Life Insurance Planning After the 2010 Tax Act

For some wealthy clients, there's a two-year golden opportunity to maximize enhanced funding strategies and leverage the death benefit. Don't miss out

The Dec. 17, 2010 enactment of the Tax Relief, Unemployment Insurance Reauthorization and Job Creation Act of 2010 (2010 Tax Act) added the concept of portability and dramatically increased the gift tax exemption to $5 million per individual ($10 million for married couples). (See “New Rates, New Exemptions, New Gifting Opportunities,” by Douglas Moore and David A. Handler in the February 2011 issue ofTrusts & Estates, p. 20.) For wealthy clients, the combination of the enlarged gift and generation-skipping transfer (GST) tax exemptions create exciting planning opportunities over the next two years. But what are the ramifications of the 2010 Tax Act on life insurance planning?

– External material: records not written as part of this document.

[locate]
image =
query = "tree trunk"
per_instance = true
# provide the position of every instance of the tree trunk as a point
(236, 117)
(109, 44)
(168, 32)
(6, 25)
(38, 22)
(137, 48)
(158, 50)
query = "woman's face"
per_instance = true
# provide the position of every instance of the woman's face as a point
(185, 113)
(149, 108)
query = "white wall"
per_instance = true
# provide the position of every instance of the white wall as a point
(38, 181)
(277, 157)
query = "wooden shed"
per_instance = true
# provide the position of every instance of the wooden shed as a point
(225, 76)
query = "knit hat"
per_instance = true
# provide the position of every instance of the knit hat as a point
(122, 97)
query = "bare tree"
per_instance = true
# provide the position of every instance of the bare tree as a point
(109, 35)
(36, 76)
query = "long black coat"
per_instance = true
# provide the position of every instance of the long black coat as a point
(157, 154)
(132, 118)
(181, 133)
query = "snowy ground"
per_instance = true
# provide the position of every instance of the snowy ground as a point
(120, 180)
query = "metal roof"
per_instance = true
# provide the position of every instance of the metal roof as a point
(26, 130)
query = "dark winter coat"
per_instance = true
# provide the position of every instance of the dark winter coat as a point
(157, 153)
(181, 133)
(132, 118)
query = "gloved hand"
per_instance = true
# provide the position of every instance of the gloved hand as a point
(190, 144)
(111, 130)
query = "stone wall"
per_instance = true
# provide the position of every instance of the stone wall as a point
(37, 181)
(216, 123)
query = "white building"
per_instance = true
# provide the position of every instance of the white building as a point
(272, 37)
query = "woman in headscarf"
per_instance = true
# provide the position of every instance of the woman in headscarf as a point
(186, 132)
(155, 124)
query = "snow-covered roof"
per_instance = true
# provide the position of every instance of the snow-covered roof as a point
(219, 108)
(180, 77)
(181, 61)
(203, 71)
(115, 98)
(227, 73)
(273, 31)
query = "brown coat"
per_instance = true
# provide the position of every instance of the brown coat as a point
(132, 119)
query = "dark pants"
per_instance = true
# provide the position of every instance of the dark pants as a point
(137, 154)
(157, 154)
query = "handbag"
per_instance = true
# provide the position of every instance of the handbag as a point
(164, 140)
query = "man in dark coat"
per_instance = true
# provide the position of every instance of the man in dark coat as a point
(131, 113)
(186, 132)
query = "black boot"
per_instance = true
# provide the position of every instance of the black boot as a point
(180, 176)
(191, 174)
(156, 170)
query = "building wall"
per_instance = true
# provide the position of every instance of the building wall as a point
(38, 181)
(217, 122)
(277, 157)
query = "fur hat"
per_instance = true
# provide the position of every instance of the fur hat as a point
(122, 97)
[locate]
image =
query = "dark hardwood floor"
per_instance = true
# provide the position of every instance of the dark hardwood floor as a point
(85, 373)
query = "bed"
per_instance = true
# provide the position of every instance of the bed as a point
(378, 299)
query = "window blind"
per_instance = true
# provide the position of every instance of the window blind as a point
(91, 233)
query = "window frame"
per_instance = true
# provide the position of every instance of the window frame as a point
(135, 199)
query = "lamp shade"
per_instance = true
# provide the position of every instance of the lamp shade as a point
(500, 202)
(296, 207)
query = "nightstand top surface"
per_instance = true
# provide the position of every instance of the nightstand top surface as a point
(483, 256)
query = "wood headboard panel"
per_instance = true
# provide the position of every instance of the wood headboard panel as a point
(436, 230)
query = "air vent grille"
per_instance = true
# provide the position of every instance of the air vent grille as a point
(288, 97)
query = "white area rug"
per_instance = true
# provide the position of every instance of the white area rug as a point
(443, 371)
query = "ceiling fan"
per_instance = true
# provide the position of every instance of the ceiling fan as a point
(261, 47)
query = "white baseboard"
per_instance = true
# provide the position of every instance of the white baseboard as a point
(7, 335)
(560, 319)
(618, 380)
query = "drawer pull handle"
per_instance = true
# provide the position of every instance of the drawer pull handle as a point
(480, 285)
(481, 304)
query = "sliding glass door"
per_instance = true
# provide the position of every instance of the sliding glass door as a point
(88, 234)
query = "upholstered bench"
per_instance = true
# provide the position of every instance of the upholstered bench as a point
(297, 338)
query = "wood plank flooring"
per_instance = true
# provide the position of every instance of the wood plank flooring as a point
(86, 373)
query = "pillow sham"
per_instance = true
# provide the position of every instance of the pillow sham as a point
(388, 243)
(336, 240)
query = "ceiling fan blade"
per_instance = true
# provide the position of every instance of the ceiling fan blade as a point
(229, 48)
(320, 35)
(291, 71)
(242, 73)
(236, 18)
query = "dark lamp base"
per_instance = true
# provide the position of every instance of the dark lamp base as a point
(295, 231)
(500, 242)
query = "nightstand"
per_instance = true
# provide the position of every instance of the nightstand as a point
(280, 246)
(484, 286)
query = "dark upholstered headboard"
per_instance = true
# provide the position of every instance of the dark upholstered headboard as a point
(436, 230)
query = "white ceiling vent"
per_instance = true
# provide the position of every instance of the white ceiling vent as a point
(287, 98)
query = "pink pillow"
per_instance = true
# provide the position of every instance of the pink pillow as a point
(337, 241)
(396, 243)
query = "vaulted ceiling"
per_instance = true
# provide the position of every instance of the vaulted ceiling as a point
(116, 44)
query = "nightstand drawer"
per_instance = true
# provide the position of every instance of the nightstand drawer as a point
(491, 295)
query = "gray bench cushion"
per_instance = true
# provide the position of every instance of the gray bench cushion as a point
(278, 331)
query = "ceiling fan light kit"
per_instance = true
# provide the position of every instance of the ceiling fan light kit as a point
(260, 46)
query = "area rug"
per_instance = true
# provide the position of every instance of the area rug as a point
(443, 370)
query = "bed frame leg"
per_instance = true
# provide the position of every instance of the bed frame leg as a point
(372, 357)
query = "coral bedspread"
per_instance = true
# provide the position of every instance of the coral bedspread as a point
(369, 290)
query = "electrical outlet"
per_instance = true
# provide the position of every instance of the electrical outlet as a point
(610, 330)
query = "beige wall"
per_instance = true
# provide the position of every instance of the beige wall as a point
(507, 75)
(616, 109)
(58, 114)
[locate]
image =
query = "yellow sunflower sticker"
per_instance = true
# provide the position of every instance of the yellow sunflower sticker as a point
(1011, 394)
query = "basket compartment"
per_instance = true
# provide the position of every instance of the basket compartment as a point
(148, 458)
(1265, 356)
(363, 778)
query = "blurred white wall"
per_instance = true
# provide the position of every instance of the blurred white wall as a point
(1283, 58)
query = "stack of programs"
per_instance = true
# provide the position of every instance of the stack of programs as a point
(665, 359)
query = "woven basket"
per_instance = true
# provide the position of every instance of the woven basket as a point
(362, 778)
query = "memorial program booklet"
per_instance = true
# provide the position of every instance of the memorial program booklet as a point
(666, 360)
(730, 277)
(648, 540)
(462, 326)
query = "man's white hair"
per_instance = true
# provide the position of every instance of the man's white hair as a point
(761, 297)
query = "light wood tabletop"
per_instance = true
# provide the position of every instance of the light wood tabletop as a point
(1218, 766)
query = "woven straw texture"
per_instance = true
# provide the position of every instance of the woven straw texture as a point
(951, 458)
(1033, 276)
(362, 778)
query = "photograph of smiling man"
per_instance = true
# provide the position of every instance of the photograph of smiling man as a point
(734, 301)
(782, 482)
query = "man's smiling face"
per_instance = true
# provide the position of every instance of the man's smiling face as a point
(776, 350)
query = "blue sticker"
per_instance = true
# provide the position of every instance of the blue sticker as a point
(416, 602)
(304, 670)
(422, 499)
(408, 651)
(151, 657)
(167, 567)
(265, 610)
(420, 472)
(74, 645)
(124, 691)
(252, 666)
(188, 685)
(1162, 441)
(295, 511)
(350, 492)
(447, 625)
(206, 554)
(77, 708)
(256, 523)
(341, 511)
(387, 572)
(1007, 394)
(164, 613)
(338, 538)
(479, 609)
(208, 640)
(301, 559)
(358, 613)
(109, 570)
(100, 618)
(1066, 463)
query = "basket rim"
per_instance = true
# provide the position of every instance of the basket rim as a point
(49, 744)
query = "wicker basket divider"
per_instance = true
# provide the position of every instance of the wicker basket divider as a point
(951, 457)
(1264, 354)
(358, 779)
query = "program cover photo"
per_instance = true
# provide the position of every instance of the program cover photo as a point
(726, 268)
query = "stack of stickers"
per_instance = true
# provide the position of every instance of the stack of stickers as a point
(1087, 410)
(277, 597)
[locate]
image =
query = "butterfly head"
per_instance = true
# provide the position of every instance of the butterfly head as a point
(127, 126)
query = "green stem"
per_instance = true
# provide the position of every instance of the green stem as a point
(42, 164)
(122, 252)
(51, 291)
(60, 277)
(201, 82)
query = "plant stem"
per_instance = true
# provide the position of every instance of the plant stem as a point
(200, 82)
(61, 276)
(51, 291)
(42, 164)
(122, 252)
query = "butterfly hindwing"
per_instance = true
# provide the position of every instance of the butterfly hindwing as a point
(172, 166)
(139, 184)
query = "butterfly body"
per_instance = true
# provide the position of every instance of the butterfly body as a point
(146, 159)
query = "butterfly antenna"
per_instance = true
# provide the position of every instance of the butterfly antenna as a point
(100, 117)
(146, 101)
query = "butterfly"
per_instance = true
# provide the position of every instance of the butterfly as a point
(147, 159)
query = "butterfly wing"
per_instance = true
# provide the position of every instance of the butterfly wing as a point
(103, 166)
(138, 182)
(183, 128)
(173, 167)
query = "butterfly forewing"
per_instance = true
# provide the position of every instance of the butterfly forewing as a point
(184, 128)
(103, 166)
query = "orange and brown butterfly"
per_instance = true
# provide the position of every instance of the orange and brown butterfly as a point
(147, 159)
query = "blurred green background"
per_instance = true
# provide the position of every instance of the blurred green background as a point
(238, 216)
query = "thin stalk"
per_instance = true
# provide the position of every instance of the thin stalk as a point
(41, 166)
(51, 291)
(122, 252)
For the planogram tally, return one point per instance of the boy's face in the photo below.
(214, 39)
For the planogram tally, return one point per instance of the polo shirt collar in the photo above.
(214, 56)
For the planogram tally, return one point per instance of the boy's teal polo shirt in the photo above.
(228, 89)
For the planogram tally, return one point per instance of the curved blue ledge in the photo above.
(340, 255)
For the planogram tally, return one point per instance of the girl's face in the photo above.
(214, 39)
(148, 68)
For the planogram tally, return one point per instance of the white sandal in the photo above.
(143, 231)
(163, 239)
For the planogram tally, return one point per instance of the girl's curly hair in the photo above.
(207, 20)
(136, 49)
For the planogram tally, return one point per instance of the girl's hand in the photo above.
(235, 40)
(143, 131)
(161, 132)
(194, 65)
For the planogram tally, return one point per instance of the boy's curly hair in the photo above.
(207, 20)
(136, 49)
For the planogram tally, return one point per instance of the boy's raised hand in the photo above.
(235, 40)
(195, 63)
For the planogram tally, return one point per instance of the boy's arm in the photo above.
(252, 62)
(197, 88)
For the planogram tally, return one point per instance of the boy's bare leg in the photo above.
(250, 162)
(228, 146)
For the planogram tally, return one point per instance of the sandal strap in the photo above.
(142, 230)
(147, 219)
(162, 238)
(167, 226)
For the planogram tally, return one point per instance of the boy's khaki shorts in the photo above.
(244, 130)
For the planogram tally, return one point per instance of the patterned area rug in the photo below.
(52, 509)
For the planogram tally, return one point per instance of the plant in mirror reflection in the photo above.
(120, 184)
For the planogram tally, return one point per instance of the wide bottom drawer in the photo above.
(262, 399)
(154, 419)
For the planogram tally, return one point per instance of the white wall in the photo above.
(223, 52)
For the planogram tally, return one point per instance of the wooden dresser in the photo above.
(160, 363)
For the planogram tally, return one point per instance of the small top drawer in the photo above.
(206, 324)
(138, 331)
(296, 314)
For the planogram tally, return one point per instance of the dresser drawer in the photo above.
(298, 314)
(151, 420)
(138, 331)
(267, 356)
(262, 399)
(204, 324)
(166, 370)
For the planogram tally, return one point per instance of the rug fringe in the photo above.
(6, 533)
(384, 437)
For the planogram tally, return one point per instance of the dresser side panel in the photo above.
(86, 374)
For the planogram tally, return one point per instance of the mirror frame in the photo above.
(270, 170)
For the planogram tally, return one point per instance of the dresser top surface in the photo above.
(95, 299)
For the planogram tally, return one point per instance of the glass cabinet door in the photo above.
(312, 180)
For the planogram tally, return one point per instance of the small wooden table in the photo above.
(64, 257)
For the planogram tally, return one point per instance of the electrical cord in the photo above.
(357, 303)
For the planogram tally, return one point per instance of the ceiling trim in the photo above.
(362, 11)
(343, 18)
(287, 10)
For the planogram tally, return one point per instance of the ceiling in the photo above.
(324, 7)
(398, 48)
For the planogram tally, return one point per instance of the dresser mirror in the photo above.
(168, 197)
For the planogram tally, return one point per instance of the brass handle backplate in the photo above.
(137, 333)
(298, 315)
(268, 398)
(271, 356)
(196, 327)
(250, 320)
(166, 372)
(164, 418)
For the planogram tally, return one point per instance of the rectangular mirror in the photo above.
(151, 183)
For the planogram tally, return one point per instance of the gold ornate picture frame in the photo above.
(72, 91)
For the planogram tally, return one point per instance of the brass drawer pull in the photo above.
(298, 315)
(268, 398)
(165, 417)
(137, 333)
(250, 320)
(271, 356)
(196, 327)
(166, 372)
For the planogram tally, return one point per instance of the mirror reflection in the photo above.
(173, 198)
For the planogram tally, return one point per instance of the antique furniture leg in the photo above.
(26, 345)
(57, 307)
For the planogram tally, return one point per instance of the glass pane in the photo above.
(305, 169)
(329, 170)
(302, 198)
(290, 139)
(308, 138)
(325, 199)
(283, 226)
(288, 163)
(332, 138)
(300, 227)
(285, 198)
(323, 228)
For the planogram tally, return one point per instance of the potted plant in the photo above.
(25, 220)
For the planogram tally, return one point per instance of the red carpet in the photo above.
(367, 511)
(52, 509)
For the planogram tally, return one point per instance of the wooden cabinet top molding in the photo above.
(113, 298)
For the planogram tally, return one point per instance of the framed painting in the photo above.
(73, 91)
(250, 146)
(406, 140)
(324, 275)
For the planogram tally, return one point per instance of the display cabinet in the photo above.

The life insurance needs of married couples with estates of less than $10 million will most likely center on non-tax situations, such as funding a business buy-sell agreement, equalizing the estate among children, providing liquidity for second marriage situations or providing for a special needs heir. The $5 million estate tax exemption may simplify insurance ownership by reducing the complexity of planning and the need for trusts in some situations.